“Faces in the Crowd” was undoubtedly one of the most challenging books I have ever read in this class. This novel requires immense attention and sophistication as the narrator constantly switches back and forth from the perspective of the narrator to Gilberto Owen, a Mexican poet who is featured mostly in the latter half of the novel. Initially, I thought that the narrator and Owen have separate storylines featured in the same novel. However, upon further reading and reflection, I noticed that this trend has become more complex. On several occasions, I had to rewind and re-read the parts that I had overlooked, but seemed rather significant to the plot. For instance, Luiselli writes, “But the days those things begin to arrive – the blindness, the cats, the ghosts, the pieces of furniture… I knew it was the beginning of the end” (37), and “All novels lack something or someone. In this novel there’s no one. No one except a ghost that I used to see sometimes in the subway” (38). As for Owen, he says, “He replied that I was a ‘subwanker’ and that instead of going around looking for ghosts where there weren’t any, I should send him a poem about a subway…” (48). The multiple references to ghosts from both voices evoke a sense of unconsciousness and the blurred boundaries between fictionality and facts. The element of “ghosts” is shared by both voices as if they form a parallel narrative with one another.

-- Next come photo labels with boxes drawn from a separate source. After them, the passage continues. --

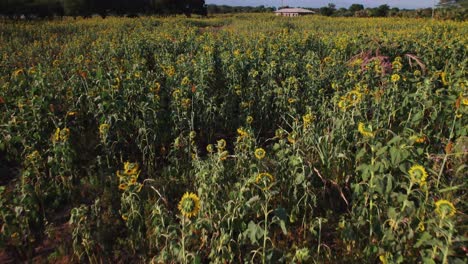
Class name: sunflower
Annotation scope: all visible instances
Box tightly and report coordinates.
[346,90,362,105]
[408,165,427,186]
[219,151,229,160]
[358,122,374,137]
[53,127,60,141]
[124,161,140,176]
[99,124,109,137]
[255,172,275,190]
[392,61,402,71]
[302,113,315,128]
[128,176,137,185]
[288,132,297,144]
[338,97,348,112]
[60,128,70,141]
[255,148,266,160]
[206,144,214,153]
[119,183,128,191]
[435,200,457,218]
[247,116,253,125]
[237,127,249,138]
[391,74,400,82]
[217,139,226,150]
[177,192,200,218]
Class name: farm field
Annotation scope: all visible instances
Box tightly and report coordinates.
[0,14,468,264]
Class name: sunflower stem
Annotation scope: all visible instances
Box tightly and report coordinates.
[436,113,457,188]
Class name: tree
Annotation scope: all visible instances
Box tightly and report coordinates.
[320,3,336,16]
[438,0,468,8]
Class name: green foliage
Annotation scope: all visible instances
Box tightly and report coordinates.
[0,13,468,263]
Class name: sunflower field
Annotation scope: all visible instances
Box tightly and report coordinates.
[0,14,468,263]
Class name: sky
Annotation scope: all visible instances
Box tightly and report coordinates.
[205,0,439,9]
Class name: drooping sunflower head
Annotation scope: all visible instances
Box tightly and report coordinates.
[237,127,249,138]
[119,183,128,191]
[124,161,140,176]
[217,139,226,150]
[177,192,200,218]
[246,116,253,125]
[346,90,362,105]
[435,200,457,218]
[255,148,266,160]
[60,128,70,141]
[99,124,109,137]
[408,165,427,186]
[255,172,275,190]
[206,144,214,153]
[358,122,374,137]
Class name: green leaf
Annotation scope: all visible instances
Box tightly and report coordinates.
[295,173,305,184]
[244,221,263,244]
[422,257,435,264]
[414,232,432,248]
[246,195,260,207]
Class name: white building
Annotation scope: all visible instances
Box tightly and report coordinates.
[275,8,315,17]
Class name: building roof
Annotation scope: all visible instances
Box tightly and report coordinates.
[275,8,315,14]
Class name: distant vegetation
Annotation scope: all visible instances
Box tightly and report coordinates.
[0,0,206,18]
[0,0,468,20]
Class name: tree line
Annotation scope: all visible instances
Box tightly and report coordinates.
[0,0,207,18]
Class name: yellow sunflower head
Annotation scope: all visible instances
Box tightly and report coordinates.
[206,144,214,153]
[255,172,275,190]
[246,116,253,125]
[99,124,109,137]
[391,74,400,82]
[255,148,266,160]
[124,161,140,177]
[237,127,249,138]
[217,139,226,150]
[435,200,457,218]
[408,165,427,186]
[177,192,200,218]
[60,128,70,141]
[346,90,362,105]
[358,122,374,137]
[119,183,128,191]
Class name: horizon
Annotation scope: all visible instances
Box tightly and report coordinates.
[205,0,439,9]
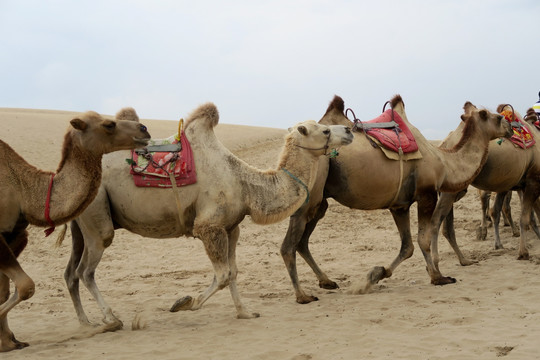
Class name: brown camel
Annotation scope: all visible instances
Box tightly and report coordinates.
[0,111,150,351]
[59,103,353,331]
[477,108,540,240]
[281,95,511,303]
[430,104,540,263]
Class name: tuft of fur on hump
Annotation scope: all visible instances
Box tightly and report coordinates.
[390,94,405,109]
[323,95,345,117]
[186,102,219,130]
[114,107,139,122]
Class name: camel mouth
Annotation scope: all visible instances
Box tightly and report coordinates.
[133,137,150,147]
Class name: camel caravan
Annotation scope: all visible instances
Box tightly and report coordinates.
[4,95,540,351]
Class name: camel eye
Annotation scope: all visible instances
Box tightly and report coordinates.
[103,121,116,131]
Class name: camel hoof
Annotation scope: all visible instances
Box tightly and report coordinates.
[367,266,392,285]
[460,259,478,266]
[296,295,319,304]
[236,313,261,319]
[431,276,456,286]
[317,280,339,290]
[103,320,124,332]
[476,227,487,241]
[0,336,30,352]
[169,295,193,312]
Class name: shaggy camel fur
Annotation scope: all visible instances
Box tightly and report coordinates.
[477,108,540,240]
[0,112,150,351]
[281,95,511,303]
[431,104,540,261]
[60,103,353,330]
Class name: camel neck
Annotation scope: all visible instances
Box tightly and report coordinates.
[22,141,102,226]
[281,168,309,204]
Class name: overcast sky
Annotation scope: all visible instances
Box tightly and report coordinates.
[0,0,540,139]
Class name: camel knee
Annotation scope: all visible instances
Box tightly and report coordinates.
[77,269,95,286]
[216,271,232,290]
[101,229,114,249]
[400,246,414,260]
[17,278,36,301]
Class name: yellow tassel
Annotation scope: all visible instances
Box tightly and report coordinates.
[175,118,184,141]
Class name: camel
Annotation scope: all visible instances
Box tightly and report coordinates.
[60,103,353,331]
[0,109,150,351]
[281,95,511,304]
[477,108,540,240]
[430,104,540,268]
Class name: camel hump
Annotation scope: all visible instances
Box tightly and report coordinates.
[323,95,345,117]
[115,107,139,122]
[186,102,219,129]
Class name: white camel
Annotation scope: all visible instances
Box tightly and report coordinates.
[60,103,353,330]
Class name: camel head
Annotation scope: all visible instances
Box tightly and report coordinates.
[461,101,513,142]
[285,120,354,156]
[66,108,150,155]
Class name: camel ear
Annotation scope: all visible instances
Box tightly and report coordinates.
[463,101,476,114]
[69,118,88,131]
[478,110,489,120]
[297,125,307,136]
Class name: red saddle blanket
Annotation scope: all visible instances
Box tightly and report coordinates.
[501,110,536,149]
[130,132,197,188]
[360,109,418,154]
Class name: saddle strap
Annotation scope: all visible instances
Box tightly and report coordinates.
[135,142,182,155]
[388,147,403,208]
[357,120,399,131]
[169,171,184,233]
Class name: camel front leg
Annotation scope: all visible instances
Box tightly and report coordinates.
[281,199,338,304]
[170,222,258,318]
[476,190,491,240]
[0,235,35,352]
[489,191,509,250]
[518,183,540,260]
[418,192,456,285]
[228,226,260,319]
[70,216,124,331]
[64,220,92,325]
[350,206,414,294]
[431,190,477,269]
[297,199,339,290]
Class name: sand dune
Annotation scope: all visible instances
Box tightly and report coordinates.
[0,108,540,360]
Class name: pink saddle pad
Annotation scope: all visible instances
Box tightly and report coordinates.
[130,132,197,188]
[501,110,536,149]
[364,109,418,154]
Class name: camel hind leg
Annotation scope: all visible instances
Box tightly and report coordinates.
[170,222,259,319]
[0,231,35,352]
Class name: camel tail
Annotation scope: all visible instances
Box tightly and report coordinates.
[323,95,345,117]
[115,107,139,122]
[186,102,219,129]
[390,94,409,122]
[55,224,67,248]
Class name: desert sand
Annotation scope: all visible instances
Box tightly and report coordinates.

The fragmentation of memories from both characters brings about realism; at the same time, I don’t think it’s entirely appropriate for me to categorize Luiselli’s novel as a work of fiction. This novel transcends the conventional boundaries of what constitutes fiction or not.
The convergence of the two voices is most prominent toward the end of the novel, especially when the narrator and Owen seem to be in conversation with one another. The narrator says, “Autumn leaves are falling down and Papa’s missing” (76), and this is instantly replied by Owen “I feel the blazer that covers my eyes rising, the heart of the room entering and shaking my body, the excited voice of a little boy beating my face: Found!” (77). I think that this key scenario is when the two storylines ultimately converge as one; no one is stealing anyone’s light here. As the narrator’s son plays hide and seek in his own space, he discovers Owen, as evident by Owen’s line above. It seems that Owen has even become the father in the narrator’s storyline. Owen physically senses the boy beating his face; this makes me wonder if the characters finally perceive each other’s existence in the same space now. The idea of space alludes to the constant references to ghosts that I have previously mentioned since ghosts are not constrained by time and space. Hence, this allows Luiselli to deconstruct the linearity of time and utilize the idea of space to develop a parallel plot.
My question for this reading is: How does the anonymity of the narrator contribute to the idea of fictionality and fact featured in the novel?